Things We Don't Like
lack of hand washing facilities
mosquitos
scams
lots of smoking
hard sell / harassment by tuk-tuk drivers

Things We Miss
friends and family
cooking at home
easy-to-do laundry
oatmeal
California IPAs
Amazon Prime (?)
having space for yoga
personal space
date nights / babysitters
reliable "anything" (air-conditioning, electricity, wifi)

Things We don't miss
makeup
chores
yard work
getting mail
closet full of clothes
driving

Monday, October 10, 2016

Angkor Temples and Siem Reap


On our first morning in Cambodia, we went into the old town area of Siem Reap to do some laundry, get breakfast and explore. The main drag "Pub Street" kind of reminds me of Key West (except for the lack of roads here and all the mud). Sales pitches are relentless throughout the town, cries of "ladeeeee, you want t-shirt" following us everywhere we went. In the afternoon, Josh and I took a Khmer (Khmer just means "Cambodian") pottery class, taught by 2 young men who couldn't speak or hear, but have learned how to teach on behalf of the cooperative. They guided us, taught us how to use the manual pottery wheel and we each made 5 pieces.  The class included one piece for each of us that they dried, glazed and fired in the kiln. It was so much fun and I think both Josh and I have more throwing clay in our futures!

Yesterday we visited the Angkor temples.  We signed up for the "short tour," which was a private tuk-tuk that would take us to Angkor Wat, Angkor Thom, Ta Kao and Ta Prohm (along with a few others that we elected not to visit because TF - "temple fatigue"- had already set in).  Mr. Bunlorng, our driver, was supposed to pick us up at 8:00 am. While we were finishing our breakfast around 7:30, the sky opened up and the bottom fell out. Pouring rains accompanied our visit to Angkor Wat.  The rains slowed mid-morning, and by noon it was hot and super humid. Angkor Wat is massive, the largest of the temples, with intricate carvings throughout.
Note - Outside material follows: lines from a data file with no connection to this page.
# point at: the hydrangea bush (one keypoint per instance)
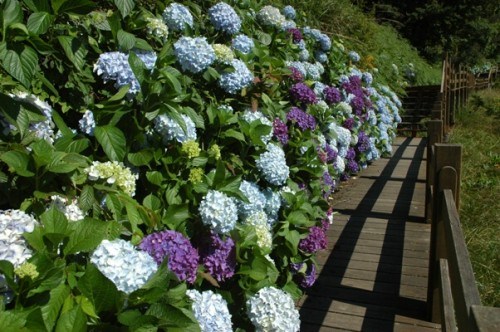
(161, 160)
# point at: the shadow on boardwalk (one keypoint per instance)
(374, 277)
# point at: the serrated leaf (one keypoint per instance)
(74, 49)
(124, 6)
(20, 62)
(126, 40)
(12, 13)
(38, 23)
(18, 162)
(112, 141)
(86, 236)
(51, 310)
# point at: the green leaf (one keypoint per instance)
(124, 6)
(73, 320)
(20, 62)
(99, 290)
(74, 50)
(112, 140)
(51, 310)
(39, 23)
(12, 13)
(87, 235)
(18, 162)
(126, 40)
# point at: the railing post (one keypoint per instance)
(446, 171)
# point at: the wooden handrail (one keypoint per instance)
(453, 298)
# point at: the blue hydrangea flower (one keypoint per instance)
(224, 18)
(272, 165)
(169, 129)
(177, 16)
(218, 211)
(289, 12)
(234, 82)
(320, 56)
(243, 43)
(194, 54)
(87, 123)
(210, 310)
(257, 200)
(272, 309)
(127, 268)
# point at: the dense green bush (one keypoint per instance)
(156, 165)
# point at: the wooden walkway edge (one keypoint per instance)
(374, 275)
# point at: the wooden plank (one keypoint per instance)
(447, 311)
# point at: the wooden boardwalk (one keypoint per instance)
(374, 275)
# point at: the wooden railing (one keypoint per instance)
(453, 298)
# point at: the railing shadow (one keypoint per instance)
(381, 304)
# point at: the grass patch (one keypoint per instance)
(478, 130)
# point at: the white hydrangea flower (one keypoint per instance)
(71, 211)
(13, 247)
(272, 165)
(272, 309)
(218, 211)
(210, 310)
(113, 172)
(128, 268)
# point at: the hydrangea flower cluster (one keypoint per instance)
(71, 211)
(114, 173)
(302, 94)
(272, 165)
(280, 131)
(270, 16)
(13, 247)
(169, 129)
(182, 257)
(128, 268)
(194, 54)
(223, 53)
(235, 81)
(316, 240)
(289, 12)
(243, 43)
(114, 66)
(224, 18)
(257, 200)
(157, 27)
(210, 310)
(218, 211)
(219, 257)
(87, 123)
(177, 17)
(272, 309)
(301, 118)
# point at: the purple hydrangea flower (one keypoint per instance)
(349, 123)
(296, 35)
(303, 120)
(303, 94)
(316, 240)
(332, 95)
(219, 257)
(182, 256)
(280, 131)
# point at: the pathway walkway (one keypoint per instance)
(374, 275)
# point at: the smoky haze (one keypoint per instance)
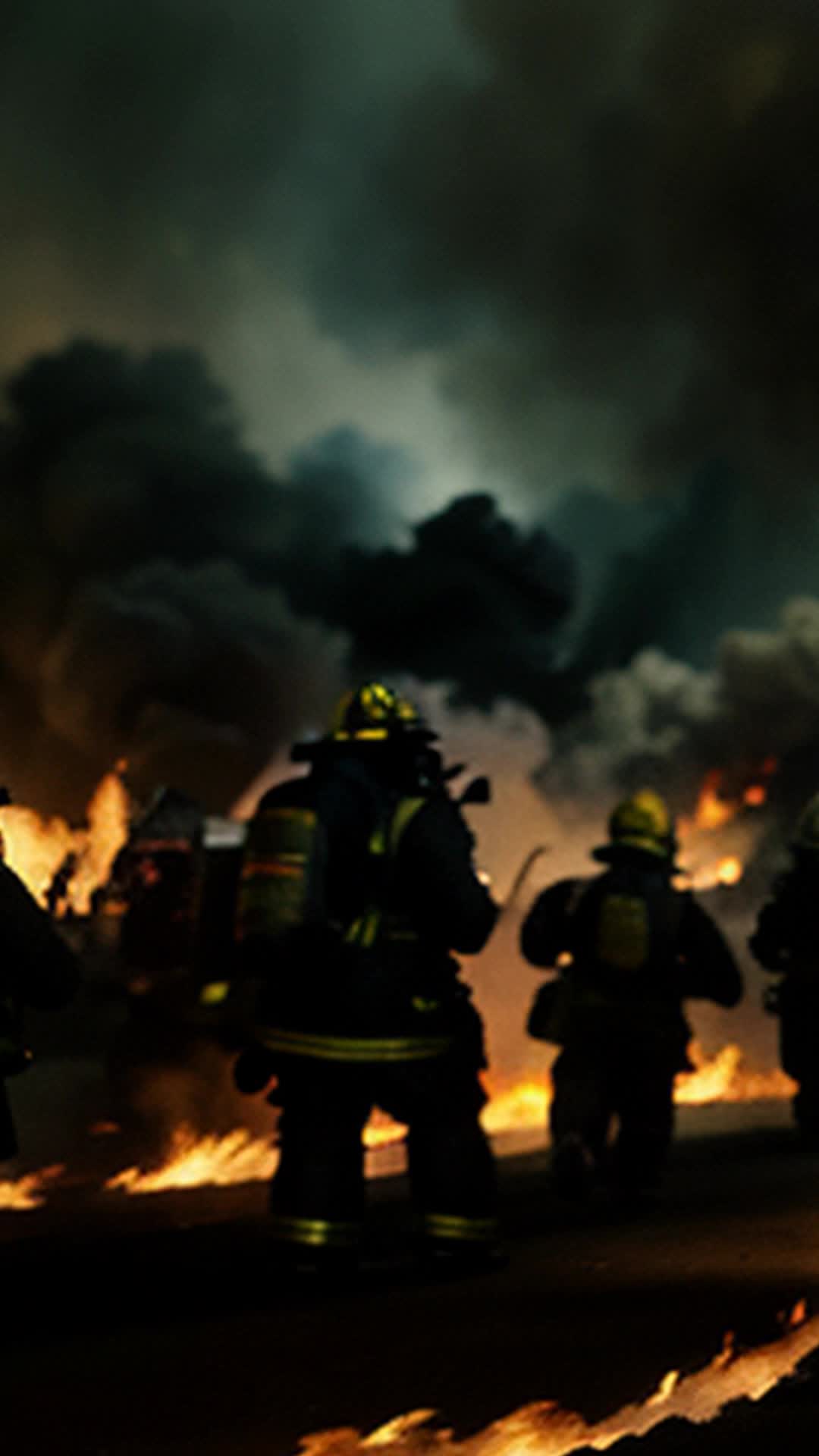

Angkor Thom is known for the faces carved into the sides and Ta Prohm is the "one from Tomb Raider." (It rented for $10,000 USD per day during filming.) I think I enjoyed Ta Kao the best.  It was the smallest, the oldest (built in 10th century) and the tallest. We climbed almost 100 steep stairs to each the top, from which we had a gorgeous view. We learned that Angkor Wat was built and dedicated originally as a Hindu temple, but shifted to Buddhist and is still used for worship by Buddhists today. There were many offerings and shrines to Buddha throughout the temples. A one-day ticket to visit the temples is $20, but apparently only about 1/4 of the money from ticket sales goes into restoration of the monuments. Actually, most of the restoration project funds come from foreign aid. We noticed that Ta Kao is being restored by China and Ta Prohm is being restored by India in collaboration with Cambodia.

We returned to the hotel to clean up and have lunch and a giant monsoon hit while we were in still in the room. Strong winds and heavy rains led to a small downpour in our ceiling, which eventually grew much larger until we worried that the roof would cave in on us.  One of the staff helped us get moved into another room a few doors down.  Later yesterday evening, during a lull in the storm, we took a tuk-tuk down to town and had dinner at the best little Cambodian restaurant...I'm attaching some pics, we all loved it!

Today we walked across the bridge over the Siem Reap River to a little cafe nearby for breakfast and have spent the rest of the day in and around the pool. We met a couple of families visiting from Bangalore and also 2 couples from Australia. We plan to go into Siem Reap town later tonight for dinner and will leave tomorrow morning to head back to Thailand. We have one night in Bangkok (!) and then go north by overnight train to our next destination. I will likely post again once we reach Chiang Mai and get settled in.